For instance, ever since Deng Xiaoping sanctified greed as his country’s guiding philosophy, when he opened up the economy in the eighties, the country is bereft of any moral vision and ideological underpinning.
A country like China, with its long tradition of family and clan connections and Confucian ideology found itself in a moral and ideological vacuum.
Its most telling manifestation is the rootless existence of the migrant workers from rural areas into urban centers. Back home in their villages, they lived as part of a living organism of familiar social connections and traditions.
In the cities, working on constructions sites and in factories, they are an amorphous lot just living to eke out an income---however paltry or uncertain.
On top of it, they are also blamed, and get into trouble with the police, for the rising tide of crimes in the urban centers.
Even among the urbanites, people are living in a world of dog eat dog.
In other words, there is no discernible higher purpose in life except to become rich in all sorts of questionable and immoral ways.
And not everyone has the connections to do that.
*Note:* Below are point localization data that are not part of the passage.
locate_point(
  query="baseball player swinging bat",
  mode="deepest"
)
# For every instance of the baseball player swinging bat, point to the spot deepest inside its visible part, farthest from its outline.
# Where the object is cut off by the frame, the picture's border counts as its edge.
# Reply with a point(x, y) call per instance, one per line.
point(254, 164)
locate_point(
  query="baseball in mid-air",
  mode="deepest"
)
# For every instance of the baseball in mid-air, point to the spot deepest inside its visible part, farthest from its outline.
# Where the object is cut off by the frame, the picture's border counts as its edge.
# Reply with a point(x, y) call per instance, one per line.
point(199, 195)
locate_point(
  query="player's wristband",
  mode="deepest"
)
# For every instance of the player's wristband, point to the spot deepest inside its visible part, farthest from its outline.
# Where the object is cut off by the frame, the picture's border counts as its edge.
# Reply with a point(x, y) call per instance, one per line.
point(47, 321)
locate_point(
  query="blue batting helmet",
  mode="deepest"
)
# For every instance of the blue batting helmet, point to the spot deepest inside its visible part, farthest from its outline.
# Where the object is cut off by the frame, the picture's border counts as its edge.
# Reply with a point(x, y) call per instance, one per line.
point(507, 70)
As result, the gap between those with connections and others (which is the majority of the people) without it, keep widening to the annoyance and frustration of people at the antics of the rich and powerful, a sure recipe for any kind of revolution.
It might take time, or might happen sooner rather than later, but the ground is ripe for a spark to kindle a mighty fire to engulf China’s rulers.
The coercive state apparatus is no insurance against the people’s anger when it wells up, as the Middle Eastern dictators are finding out to their cost.
The popular upsurge in Arab countries doesn’t mean that it will follow the same pattern in China.
Even in the Middle East, the local conditions differ in some important ways among different countries and the cost in lives in some will be heavier than in others to achieve liberation from their rulers.
The important thing is that the spontaneous rise of People’s Power there is becoming a metaphor for getting rid of decaying and decadent regimes that have long since outlived their expiry dates.
Another important feature is that the popular upsurge in Middle East is showing the world that people do not have to live in perpetual fear of their rulers’ coercive state power.
And if they can overcome their fear, they can also overthrow their oligarchs.
There is a strong message in this for CPC. Which is that unless the regime loosens its control and share power and prosperity with its people, it might become history like Hosni Mubarak and his ruling party in Egypt.